8. The tissue approximation device of claim 1, wherein the distal tip of the inner core comprises at least one curved tine when deployed from the hollow tube.

9. The tissue approximation device of claim 1, wherein the distal tip has a deployed configuration of at least one of a single hook, a double hook, a triple hook, a rake design, a fluke, a claw, a grappling hook, a cork screw, a closed loop, an open loop, and a pincher.

10. The tissue approximation device of claim 1, wherein the distal tip of the inner core comprises at least one distal tine and at least one proximal tine, wherein the distal tine and the proximal tine provide for attachment to tissue in separated locations.

11. A tissue approximation device comprising:

a hollow tube having a distal portion; the hollow tube comprising one or more tines formed in a wall of the hollow tube at the distal portion;

an inner core, housed within the hollow tube and moveable between a first position and a second position within the hollow tube, wherein when the inner core is placed into the first position, the inner core causes the one or more tines to be deployed away from the wall of the hollow tube to secure biological tissue, and wherein when the inner core is placed into the second position, the tines retract to a position adjacent to the wall of the hollow tube;

a device control in mechanical communication with the hollow tube and the inner core providing for the inner core to be selectively placed in the first position and the second position; and

a stabilizer operatively associated with the hollow tube positioned to abut a surface when the hollow tube is inserted to a selected depth into biological tissue.

12. A system comprising:

a tissue approximation device comprising: a hollow tube having a distal portion; an inner core, housed within the hollow tube, the inner core being movable within the hollow tube between a first position and a second position, wherein the inner core comprises a distal tip and wherein placing the inner core in the first position causes the distal tip to be deployed outside of the distal portion of the hollow tube to secure biological tissue, and wherein placing the inner core in the second position causes the distal tip to be retracted into the interior of the hollow tube; and a device control in mechanical communication with the hollow tube and the inner core providing for the inner core to be selectively placed in the first position and the second position;

a frame coupled to the tissue approximation device, the frame configured to support and position a body part being treated; and

a stabilizer positioned to abut a surface when the hollow tube is inserted to a selected depth into biological tissue.

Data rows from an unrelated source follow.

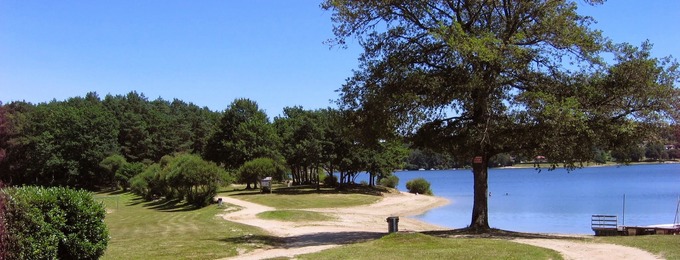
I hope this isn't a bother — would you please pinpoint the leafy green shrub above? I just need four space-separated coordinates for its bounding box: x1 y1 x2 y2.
406 178 432 195
161 154 231 207
237 158 279 189
115 162 145 190
2 186 109 259
380 175 399 188
0 181 9 259
323 175 338 187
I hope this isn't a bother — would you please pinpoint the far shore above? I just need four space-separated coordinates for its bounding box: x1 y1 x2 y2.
215 189 657 260
220 192 451 259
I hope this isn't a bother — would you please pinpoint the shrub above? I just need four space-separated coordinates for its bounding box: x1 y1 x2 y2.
406 178 432 195
323 175 338 187
0 181 9 259
2 187 109 259
380 175 399 188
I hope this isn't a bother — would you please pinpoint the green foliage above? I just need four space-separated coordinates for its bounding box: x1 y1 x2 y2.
489 153 515 167
380 174 399 188
130 154 232 207
204 99 280 169
0 92 218 189
323 175 338 187
114 162 146 190
99 154 127 187
406 178 432 195
322 0 680 230
2 186 109 259
0 181 9 259
236 158 285 189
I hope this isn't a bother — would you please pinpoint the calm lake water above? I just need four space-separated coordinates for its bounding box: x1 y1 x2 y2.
396 164 680 234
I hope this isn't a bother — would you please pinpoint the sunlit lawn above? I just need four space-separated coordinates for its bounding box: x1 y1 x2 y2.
97 193 275 259
298 233 562 260
218 186 382 209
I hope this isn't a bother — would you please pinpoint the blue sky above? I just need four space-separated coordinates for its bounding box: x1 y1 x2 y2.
0 0 680 117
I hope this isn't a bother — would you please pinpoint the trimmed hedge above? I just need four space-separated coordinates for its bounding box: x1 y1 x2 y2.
0 186 109 259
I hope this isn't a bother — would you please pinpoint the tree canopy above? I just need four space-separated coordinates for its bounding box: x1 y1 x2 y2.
322 0 678 232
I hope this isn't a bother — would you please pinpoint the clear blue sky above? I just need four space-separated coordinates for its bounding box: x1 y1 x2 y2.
0 0 680 117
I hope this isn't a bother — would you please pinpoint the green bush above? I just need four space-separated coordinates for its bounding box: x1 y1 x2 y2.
2 187 109 259
323 175 338 187
0 181 9 259
406 178 432 195
380 175 399 188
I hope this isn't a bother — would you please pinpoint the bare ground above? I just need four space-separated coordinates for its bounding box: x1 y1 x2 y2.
222 193 661 260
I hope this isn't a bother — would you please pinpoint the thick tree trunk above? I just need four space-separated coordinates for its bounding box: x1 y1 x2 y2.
469 156 490 233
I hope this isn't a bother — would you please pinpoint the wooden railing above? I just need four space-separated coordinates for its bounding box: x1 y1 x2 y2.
590 215 619 236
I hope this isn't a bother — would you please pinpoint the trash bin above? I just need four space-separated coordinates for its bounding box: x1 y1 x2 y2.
387 217 399 233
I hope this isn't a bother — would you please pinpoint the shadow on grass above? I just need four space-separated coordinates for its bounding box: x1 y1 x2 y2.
420 228 579 240
220 232 386 248
144 199 199 212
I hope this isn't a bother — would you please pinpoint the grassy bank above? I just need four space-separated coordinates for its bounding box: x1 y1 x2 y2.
97 193 276 259
298 233 562 260
218 186 382 209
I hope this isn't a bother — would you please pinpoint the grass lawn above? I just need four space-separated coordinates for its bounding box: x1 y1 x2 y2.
595 235 680 259
95 193 277 259
257 210 334 222
298 233 562 260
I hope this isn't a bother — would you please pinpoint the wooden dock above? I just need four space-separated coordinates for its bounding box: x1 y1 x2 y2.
590 215 680 236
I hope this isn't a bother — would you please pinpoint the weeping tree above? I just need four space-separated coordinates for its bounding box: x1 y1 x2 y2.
322 0 678 232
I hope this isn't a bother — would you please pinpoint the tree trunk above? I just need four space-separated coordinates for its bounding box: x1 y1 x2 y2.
469 156 491 233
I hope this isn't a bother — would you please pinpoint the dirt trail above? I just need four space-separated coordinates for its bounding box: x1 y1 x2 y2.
513 239 663 260
222 193 449 259
216 193 662 260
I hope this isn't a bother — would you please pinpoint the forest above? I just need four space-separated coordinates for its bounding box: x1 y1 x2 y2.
0 92 408 195
0 92 680 193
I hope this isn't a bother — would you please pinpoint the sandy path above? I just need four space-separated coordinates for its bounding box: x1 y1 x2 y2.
222 193 449 259
513 239 662 260
222 193 662 260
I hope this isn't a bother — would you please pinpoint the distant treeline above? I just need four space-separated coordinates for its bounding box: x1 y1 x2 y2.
0 92 408 189
0 92 680 189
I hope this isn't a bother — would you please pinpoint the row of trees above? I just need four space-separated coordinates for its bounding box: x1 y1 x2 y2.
0 92 219 189
0 88 680 192
0 92 406 192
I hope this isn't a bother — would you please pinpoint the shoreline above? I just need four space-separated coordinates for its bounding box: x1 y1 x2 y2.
218 191 451 259
215 191 658 260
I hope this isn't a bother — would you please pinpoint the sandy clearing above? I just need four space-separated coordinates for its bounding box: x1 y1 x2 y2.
512 239 663 260
221 192 449 259
222 192 662 260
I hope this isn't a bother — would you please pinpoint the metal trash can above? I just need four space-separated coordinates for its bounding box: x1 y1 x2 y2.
387 217 399 233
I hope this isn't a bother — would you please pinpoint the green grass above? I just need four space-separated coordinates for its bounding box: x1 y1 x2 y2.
95 193 277 259
595 235 680 260
298 233 562 260
218 187 382 209
257 210 335 222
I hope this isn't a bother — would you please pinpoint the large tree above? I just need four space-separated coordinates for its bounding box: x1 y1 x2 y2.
322 0 677 232
205 99 281 170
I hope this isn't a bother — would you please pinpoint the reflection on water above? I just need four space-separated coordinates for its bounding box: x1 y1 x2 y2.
390 164 680 234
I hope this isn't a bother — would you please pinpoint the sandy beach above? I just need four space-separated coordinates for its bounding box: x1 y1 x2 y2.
221 192 662 259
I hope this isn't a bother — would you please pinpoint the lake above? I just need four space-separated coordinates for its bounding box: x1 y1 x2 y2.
388 164 680 234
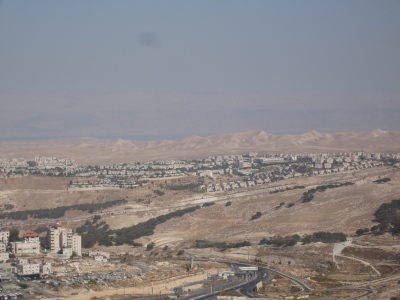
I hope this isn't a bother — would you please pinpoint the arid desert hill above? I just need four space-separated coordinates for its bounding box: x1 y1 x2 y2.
0 129 400 164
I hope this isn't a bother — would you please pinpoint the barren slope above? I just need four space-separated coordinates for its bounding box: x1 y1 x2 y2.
151 173 400 245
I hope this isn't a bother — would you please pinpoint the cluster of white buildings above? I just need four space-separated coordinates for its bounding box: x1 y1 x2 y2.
0 156 78 177
68 178 146 191
0 225 82 275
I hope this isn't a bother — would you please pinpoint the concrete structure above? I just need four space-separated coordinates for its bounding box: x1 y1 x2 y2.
22 231 40 243
89 250 110 258
17 263 40 276
0 230 10 243
17 260 51 276
11 241 40 254
0 252 10 262
47 225 82 256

13. The system of claim 12, further comprising:

a delivery device configured to deliver a substance to a treatment site; and

an imaging device configured to aid in the visualization of the distal end of the inner core.

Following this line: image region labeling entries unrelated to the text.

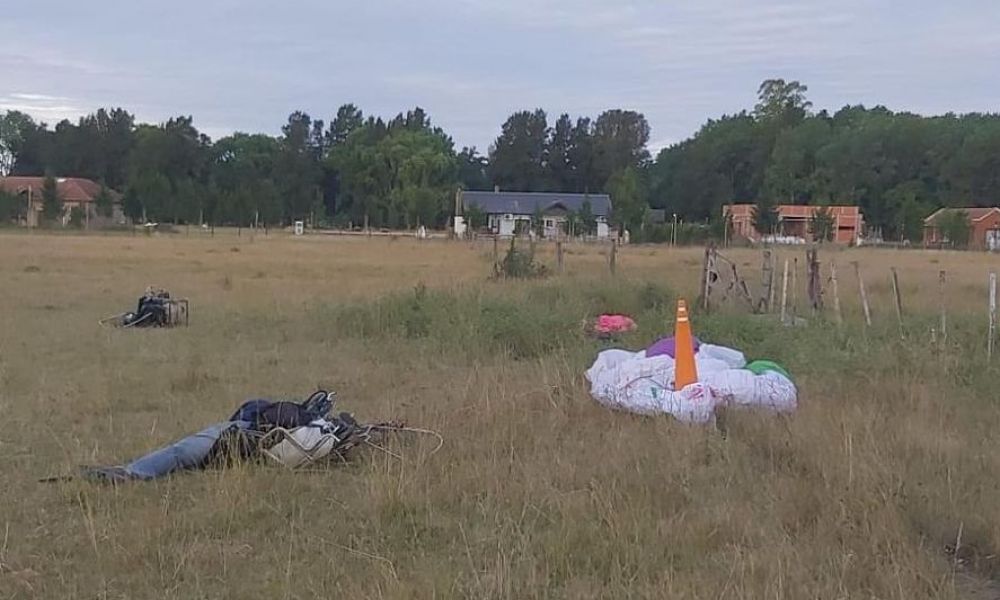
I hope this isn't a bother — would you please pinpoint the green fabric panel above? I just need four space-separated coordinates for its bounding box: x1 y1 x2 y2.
746 360 792 381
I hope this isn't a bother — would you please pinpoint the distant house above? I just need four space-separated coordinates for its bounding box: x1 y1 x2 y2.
0 177 123 227
722 204 864 245
455 191 611 238
924 206 1000 250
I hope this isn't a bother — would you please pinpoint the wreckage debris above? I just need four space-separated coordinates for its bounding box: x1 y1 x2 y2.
586 298 798 423
100 286 191 328
42 390 443 483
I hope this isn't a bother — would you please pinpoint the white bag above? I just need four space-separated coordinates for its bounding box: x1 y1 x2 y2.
264 426 337 469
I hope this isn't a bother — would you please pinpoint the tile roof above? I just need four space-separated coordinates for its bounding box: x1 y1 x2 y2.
462 192 611 217
0 177 121 203
924 206 1000 225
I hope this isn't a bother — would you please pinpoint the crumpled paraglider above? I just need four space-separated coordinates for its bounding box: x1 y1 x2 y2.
586 340 798 423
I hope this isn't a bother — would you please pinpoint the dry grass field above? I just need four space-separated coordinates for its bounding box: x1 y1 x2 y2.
0 232 1000 600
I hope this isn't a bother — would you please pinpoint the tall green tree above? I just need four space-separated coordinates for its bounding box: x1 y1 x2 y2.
590 109 650 190
0 110 38 177
42 175 63 223
607 167 649 237
489 109 549 192
576 200 597 235
546 114 578 192
94 185 115 217
754 79 812 125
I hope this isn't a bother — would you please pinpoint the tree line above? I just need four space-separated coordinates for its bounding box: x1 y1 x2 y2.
0 79 1000 240
647 80 1000 241
0 104 649 228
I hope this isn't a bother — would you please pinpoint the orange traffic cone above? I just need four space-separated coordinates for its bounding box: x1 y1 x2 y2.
674 300 698 391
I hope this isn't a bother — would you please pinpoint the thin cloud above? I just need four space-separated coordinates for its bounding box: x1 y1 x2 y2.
0 0 1000 148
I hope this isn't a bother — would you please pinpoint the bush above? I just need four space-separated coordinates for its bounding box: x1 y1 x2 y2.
497 239 549 279
308 282 673 360
69 206 83 229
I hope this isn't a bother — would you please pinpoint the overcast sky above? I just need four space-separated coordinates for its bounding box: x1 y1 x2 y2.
0 0 1000 151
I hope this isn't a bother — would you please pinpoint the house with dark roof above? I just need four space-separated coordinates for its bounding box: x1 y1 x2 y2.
0 177 123 227
455 190 611 238
924 206 1000 250
722 204 865 246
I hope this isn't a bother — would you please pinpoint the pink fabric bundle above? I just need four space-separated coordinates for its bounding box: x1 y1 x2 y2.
594 315 635 334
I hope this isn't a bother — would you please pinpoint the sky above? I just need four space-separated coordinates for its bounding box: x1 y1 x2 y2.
0 0 1000 151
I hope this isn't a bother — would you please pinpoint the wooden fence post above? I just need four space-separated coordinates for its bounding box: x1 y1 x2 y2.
760 250 774 313
792 256 799 325
854 261 872 327
806 248 823 316
767 253 778 311
938 270 948 344
830 261 844 326
889 267 903 336
986 273 997 358
781 258 788 323
701 245 712 313
493 234 500 272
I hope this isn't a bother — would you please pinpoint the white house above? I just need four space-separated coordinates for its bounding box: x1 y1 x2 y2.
455 191 611 239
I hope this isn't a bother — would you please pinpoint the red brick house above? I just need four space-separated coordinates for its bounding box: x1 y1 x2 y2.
0 177 122 227
924 206 1000 250
722 204 864 245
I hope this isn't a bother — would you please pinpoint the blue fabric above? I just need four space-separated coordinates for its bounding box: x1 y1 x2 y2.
90 421 250 480
229 400 272 423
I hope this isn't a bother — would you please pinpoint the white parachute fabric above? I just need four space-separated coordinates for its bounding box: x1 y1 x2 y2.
264 419 340 469
586 344 797 423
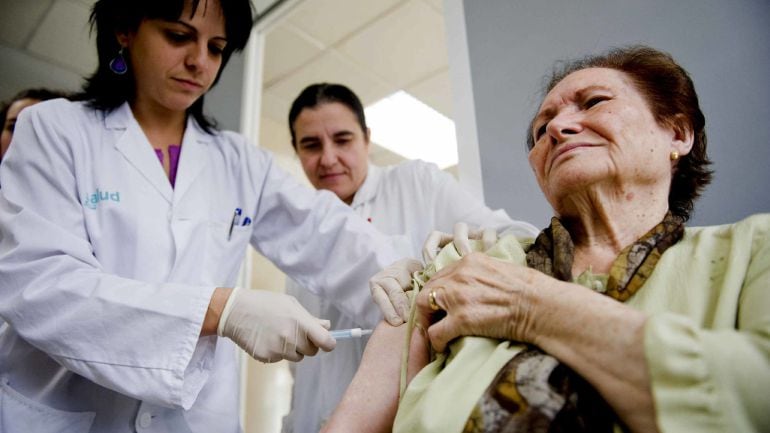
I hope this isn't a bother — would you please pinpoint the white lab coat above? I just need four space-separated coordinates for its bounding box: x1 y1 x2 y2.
283 161 537 433
0 100 398 433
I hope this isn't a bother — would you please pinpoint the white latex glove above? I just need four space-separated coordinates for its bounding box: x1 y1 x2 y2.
422 222 497 265
217 287 337 362
369 259 422 326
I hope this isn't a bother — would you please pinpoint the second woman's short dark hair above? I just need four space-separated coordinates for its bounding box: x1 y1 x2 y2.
289 83 366 149
527 45 713 220
77 0 254 132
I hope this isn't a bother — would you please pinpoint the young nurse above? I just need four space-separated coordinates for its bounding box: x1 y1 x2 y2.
283 83 537 433
0 0 399 433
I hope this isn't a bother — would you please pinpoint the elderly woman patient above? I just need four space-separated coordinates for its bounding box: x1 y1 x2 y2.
326 46 770 432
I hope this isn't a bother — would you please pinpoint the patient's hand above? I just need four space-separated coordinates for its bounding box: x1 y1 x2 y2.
322 322 429 433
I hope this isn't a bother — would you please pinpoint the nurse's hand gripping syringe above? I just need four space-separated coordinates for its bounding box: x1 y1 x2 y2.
329 328 372 340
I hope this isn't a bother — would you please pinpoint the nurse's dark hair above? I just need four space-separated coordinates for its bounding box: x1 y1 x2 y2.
74 0 254 132
527 45 714 221
289 83 366 150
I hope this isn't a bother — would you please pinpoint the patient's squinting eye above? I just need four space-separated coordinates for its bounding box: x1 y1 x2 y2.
583 95 610 108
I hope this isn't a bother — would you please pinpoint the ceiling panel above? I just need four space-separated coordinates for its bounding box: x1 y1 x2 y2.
0 0 53 48
339 1 448 87
267 50 397 112
282 0 402 46
424 0 444 13
404 69 452 119
264 25 323 87
27 0 97 75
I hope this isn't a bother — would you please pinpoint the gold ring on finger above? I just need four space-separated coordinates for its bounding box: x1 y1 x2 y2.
428 290 441 311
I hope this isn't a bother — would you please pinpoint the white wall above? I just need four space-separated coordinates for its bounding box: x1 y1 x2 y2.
0 45 82 101
456 0 770 227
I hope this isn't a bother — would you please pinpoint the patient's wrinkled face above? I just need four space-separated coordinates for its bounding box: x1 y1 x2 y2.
529 68 689 212
294 102 369 204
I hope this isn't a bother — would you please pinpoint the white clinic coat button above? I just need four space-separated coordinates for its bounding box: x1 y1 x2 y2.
139 412 152 428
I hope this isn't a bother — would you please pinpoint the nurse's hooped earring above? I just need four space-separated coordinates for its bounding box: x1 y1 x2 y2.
110 47 128 75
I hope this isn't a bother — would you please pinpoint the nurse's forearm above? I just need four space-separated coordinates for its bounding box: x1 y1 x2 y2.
200 287 233 337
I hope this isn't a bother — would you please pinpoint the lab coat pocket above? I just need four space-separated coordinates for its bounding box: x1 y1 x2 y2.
0 378 96 433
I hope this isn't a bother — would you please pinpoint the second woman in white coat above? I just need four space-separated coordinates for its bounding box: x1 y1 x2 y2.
284 83 537 433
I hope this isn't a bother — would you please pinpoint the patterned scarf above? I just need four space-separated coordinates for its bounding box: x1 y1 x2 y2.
463 212 684 433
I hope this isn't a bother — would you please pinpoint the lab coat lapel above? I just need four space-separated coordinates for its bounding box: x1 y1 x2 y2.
105 103 173 203
350 163 382 209
174 117 211 203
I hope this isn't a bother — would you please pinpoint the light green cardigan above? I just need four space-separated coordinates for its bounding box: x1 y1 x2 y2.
394 214 770 433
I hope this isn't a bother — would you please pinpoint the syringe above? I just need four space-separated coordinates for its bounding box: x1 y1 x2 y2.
329 328 372 340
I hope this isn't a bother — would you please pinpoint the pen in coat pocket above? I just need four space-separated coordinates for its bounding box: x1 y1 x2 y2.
227 207 241 241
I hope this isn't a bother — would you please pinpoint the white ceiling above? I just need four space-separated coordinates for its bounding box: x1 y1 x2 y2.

14. The system of claim 13, wherein the delivery device delivers a substance through a lumen within the hollow tube.

15. The system of claim 13, wherein the imaging device comprises an ultrasound transducer.

16. The system of claim 12, wherein the stabilizer is connected to the frame.

17. The system of claim 12 further comprising a second tissue approximation device, wherein the tissue approximation device comprises a second inner core distal tip configured to secure tissue at a second location.

18. A tissue approximation method comprising:

inserting a hollow tube of a tissue approximation device into a retracted portion of tissue;

moving an inner core housed within the hollow tube to a first position, thereby causing a distal tip of the inner core to be deployed outside of the hollow tube and further causing the distal tip of the inner core to attach to the retracted portion of the tissue; and

pulling or pushing the tissue approximation device so as to move the retracted portion of the tissue.

19. The method of claim 18 further comprising moving the inner core to a second position causing the distal tip of the inner core to retract inside the hollow tube thereby releasing the tissue.

20. The method of claim 18 further comprising applying a substance to the tissue through the hollow tube.